Binanın çatısı aynı zamanda bir seyir platformu olarak işlev görüyor ve üzerine eklenen toprak örtüsü ile yeni ekilen bitki örtüsü sayesinde “sıfır arazi kullanımı” konsepti uygulanıyor. Çatıda benzersiz şekillere sahip çeşitli havalandırma ve aydınlatma açıklıkları bulunuyor. Bunlar, deniz canlılarını taklit eden düz daireler, üçgenler veya uzun tüpler şeklinde tasarlanmış, çim alanın ortasında serbestçe yerleştirilmiş. Bu yapılar, turistlerin çatıdaki çimenlik alanda oynayabileceği ve fotoğraf çekebileceği unsurlar olarak işlev görürken, aynı zamanda iç mekanın havalandırmasını ve doğal aydınlatmasını sağlıyor. Binanın dış cephesi de düzensiz bir forma sahip. Yapısal ve işlevsel açıklıklar (kapılar ve pencereler) kullanılarak duvar yüzeyinde geometrik kesme ve birleştirme ilişkisi oluşturulmuş, farklı açılardaki eğimler ile bina, ölçülü bir soyutlukta bir resif gibi görünüyor. Daha doğal bir doku yaratmak için beton yüzey pürüzlendirilmiş ve binaya kayaya benzer bir his kazandırılmış.

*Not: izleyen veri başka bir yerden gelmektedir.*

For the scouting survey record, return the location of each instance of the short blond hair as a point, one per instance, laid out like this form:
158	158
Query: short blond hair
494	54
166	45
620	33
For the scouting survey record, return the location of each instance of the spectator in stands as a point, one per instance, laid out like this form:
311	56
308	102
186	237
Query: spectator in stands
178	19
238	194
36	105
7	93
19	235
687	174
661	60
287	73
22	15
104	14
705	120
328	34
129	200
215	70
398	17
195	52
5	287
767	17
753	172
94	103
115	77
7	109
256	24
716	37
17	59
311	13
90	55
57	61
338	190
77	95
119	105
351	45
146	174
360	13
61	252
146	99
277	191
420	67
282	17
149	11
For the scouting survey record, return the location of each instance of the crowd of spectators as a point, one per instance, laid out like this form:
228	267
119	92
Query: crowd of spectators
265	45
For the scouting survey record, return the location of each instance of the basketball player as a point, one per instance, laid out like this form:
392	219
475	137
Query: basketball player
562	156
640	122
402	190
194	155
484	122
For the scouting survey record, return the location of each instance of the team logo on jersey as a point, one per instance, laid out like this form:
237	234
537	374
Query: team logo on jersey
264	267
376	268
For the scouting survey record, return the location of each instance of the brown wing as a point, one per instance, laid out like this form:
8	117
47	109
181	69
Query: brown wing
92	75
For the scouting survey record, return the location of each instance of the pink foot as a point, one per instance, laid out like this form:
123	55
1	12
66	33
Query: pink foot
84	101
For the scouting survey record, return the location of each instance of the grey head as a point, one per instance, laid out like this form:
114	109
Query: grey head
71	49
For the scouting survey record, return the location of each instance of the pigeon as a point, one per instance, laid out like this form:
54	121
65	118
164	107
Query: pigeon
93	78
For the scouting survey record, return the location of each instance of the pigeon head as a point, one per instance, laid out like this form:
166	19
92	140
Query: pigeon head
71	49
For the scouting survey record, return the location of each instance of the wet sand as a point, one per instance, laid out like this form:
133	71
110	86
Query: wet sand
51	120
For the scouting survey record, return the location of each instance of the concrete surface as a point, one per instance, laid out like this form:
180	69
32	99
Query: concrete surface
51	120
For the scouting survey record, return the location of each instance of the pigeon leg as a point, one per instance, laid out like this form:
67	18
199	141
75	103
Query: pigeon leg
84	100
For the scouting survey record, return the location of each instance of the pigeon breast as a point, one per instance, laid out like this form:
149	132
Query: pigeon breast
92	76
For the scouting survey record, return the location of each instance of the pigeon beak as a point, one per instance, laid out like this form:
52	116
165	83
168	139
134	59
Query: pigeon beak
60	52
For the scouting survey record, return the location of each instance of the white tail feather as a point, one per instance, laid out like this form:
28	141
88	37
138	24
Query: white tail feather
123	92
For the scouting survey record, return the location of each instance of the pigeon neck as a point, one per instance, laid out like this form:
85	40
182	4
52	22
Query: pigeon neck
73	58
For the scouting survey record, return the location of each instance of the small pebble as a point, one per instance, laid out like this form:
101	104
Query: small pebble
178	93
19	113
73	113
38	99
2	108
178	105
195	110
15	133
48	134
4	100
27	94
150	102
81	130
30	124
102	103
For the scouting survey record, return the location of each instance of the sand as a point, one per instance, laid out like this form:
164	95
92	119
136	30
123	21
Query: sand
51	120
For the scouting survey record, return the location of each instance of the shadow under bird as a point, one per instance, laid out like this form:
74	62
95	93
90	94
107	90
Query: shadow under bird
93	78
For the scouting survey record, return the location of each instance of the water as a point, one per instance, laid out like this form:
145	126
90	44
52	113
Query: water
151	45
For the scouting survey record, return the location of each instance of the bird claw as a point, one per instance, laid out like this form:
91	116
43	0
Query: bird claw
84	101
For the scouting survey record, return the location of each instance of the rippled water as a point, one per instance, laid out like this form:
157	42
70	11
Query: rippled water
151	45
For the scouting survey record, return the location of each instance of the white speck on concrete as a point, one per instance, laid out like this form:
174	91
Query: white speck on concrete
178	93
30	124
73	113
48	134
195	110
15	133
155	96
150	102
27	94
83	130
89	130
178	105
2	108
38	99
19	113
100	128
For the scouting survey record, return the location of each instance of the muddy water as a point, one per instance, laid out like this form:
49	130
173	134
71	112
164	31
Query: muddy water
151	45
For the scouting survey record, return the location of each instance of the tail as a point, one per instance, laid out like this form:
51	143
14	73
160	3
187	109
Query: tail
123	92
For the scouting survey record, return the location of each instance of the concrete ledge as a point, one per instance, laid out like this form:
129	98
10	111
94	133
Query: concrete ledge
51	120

Binanın ana girişi, çatı kısmının batı tarafında, yer altından uzanan yarı dairesel bir şekle sahip. Buradan insanlar, alçalan bir geçit aracılığıyla binanın içine girebiliyorlar. Binanın iç mekanı, birbiriyle bağlantılı birçok “mağara” alanından oluşuyor. Mimar, çevredeki deniz aşındırmasıyla oluşan kaya yapılarından ilham alarak organik ve dramatik bir mekan yaratmış. İç mekan, üç bölüme ayrılıyor: Lobi, ana alan ve lojistik alan. Ana alan, salon ve galeriden oluşuyor; her ikisi de deniz manzarasına bakan tarafta yer alıyor ve harika bir manzara sunuyor. Bu alan, sergilere, küçük toplantılara ev sahipliği yapabiliyor ve yiyecek-içecek hizmeti sunabiliyor.

Mimari aydınlatma, çevredeki ortamı ve gece hayvanlarının aktivitelerini etkilememek için mümkün olduğunca geri planda tutulmuş. Binanın yalnızca önemli noktalarına (giriş, çatı aydınlatma tüpleri ve dış cephe köşeleri) düşük güçlü aydınlatma armatürleri yerleştirilmiş, böylece hem binanın formu vurgulanmış hem de huzurlu bir atmosfer sağlanmış.